By Richa Naidu
VEVEY, Switzerland (Reuters) – Nestle will boost advertising and marketing, trim costs by at least $2.8 billion by 2027 and carve out its water and premium drinks businesses into a standalone global unit as it looks to drive growth under its new chief, the company said on Tuesday
Shares in Nestle were down 2% on Tuesday.
CEO Laurent Freixe, a 40-year veteran of the world’s biggest food company, took the reins in September replacing ousted Mark Schneider who had disappointed investors for several quarters with weak sales volume growth. Under Schneider, Nestle gutted its marketing and advertising budget and invested less in innovation during the cost-heavy COVID-19 pandemic.
The repercussions continue to weigh on the Swiss company’s revenue after shoppers switched to cheaper, better advertised or more innovative brands, eating into Nestle’s market share.
Nestle, owner of brands including Nescafe, KitKat and Milo, said on Tuesday it aims to achieve cost savings of at least 2.5 billion Swiss francs ($2.83 billion) by 2027, in addition to rolling savings of around 1.2 billion Swiss francs. The figure dwarfs the 800 million euros which smaller rival Unilever earlier this year pledged to save.

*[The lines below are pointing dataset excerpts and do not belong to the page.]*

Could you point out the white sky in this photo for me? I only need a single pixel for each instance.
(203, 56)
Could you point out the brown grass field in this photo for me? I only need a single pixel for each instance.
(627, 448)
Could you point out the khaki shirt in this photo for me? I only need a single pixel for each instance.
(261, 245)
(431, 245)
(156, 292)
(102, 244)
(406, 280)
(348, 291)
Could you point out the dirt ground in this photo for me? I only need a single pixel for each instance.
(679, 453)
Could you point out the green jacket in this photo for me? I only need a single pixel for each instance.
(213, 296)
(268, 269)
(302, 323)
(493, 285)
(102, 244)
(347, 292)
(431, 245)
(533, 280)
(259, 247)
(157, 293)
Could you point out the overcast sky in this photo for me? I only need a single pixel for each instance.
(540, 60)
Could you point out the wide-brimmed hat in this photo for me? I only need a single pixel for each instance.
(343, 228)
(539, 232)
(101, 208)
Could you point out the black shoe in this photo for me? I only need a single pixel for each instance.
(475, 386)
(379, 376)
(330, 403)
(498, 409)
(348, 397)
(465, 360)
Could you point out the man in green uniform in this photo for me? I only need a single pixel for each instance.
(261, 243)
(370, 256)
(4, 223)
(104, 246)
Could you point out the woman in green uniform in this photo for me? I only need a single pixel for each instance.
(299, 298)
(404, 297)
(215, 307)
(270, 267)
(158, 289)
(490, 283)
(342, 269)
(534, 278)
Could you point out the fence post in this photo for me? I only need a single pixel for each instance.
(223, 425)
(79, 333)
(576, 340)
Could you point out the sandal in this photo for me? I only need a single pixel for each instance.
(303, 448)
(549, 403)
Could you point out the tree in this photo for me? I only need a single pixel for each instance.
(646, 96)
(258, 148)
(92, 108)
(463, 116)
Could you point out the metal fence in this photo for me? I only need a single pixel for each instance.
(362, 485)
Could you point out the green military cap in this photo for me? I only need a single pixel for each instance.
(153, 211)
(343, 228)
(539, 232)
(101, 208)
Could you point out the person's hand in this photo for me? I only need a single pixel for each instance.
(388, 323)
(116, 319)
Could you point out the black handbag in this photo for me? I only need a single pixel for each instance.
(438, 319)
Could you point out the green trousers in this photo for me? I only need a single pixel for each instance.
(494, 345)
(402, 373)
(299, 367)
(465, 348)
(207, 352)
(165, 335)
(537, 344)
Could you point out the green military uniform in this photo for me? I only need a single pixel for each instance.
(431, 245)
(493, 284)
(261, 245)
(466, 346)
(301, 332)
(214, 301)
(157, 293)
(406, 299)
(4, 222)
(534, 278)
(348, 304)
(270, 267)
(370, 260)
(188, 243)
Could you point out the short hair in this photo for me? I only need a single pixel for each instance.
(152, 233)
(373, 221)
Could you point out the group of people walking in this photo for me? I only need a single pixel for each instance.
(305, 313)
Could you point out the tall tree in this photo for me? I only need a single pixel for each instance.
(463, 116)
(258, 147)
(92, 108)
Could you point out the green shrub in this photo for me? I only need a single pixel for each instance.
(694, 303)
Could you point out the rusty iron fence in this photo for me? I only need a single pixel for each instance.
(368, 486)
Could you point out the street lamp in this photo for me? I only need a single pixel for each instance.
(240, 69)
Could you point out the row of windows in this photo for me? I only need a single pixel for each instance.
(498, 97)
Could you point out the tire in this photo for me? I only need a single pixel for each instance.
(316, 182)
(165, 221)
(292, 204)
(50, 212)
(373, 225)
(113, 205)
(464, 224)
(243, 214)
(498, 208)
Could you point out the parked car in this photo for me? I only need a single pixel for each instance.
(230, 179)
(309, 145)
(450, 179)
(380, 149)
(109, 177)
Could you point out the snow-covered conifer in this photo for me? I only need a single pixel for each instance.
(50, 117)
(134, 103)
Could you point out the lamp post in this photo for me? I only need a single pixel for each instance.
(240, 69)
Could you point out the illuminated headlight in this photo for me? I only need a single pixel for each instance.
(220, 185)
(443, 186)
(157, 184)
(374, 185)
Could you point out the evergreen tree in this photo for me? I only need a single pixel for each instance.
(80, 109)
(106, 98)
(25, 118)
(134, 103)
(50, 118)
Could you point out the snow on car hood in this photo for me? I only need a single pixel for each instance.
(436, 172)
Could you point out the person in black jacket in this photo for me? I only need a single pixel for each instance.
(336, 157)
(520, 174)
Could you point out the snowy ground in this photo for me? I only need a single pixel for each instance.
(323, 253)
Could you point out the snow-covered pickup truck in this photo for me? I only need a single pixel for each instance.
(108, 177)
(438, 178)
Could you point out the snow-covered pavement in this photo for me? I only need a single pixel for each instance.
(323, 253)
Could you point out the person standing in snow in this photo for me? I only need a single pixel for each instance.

It forecast medium-term organic sales growth to be more than 4% in a normal operating environment, and an underlying trading operation profit margin of 17%. That compares to organic sales growth of about 2% expected for the year ending Dec. 31.
The company will increase investment in advertising and marketing to 9% of total sales by 2025 to support growth, Nestle said at its capital markets day event in Vevey, Switzerland. The last time Nestle spent this proportion of its sales on marketing was in 2019.
Advertising and marketing expenses in 2023 were 7.7% of sales, an increase of 80 basis points from the year before, according to Nestle’s latest annual report released this year.
“It is definitely a first step in the right direction to restore sales growth,” Vontobel analyst Jean-Philippe Bertschy said. “The additional cost savings is significant.”
Nestle pushed back on Tuesday against the idea that its portfolio of more than 2,000 brands needs to be cut down.
Freixe said he wants to “fix, rather than to sell, the majority of” its underperforming businesses.
“We don’t have a portfolio problem,” finance chief Anna Manz said, adding that the company wants to invest in organic growth.
Nestle also said that it plans to carve out its water and premium beverages businesses into a global unit starting Jan. 1, 2025.
“This is clearly a step to spin it off, maybe to private equity; all options on the table,” Vontobel analyst Bertschy said. Rival Unilever, which has also fielded criticism for having too many brands, announced in March it planned to spin off its ice cream business and has signalled its willingness to sell weaker brands.
Freixe has said previously that he wants to invest heavily in the company’s core brands like Nescafe and Maggi, which makes soups, sauces and noodles.
“Our action plan will also improve the way we operate, making us more efficient, responsive and agile,” Freixe said in a statement. “This will allow us to deliver value for all our stakeholders.”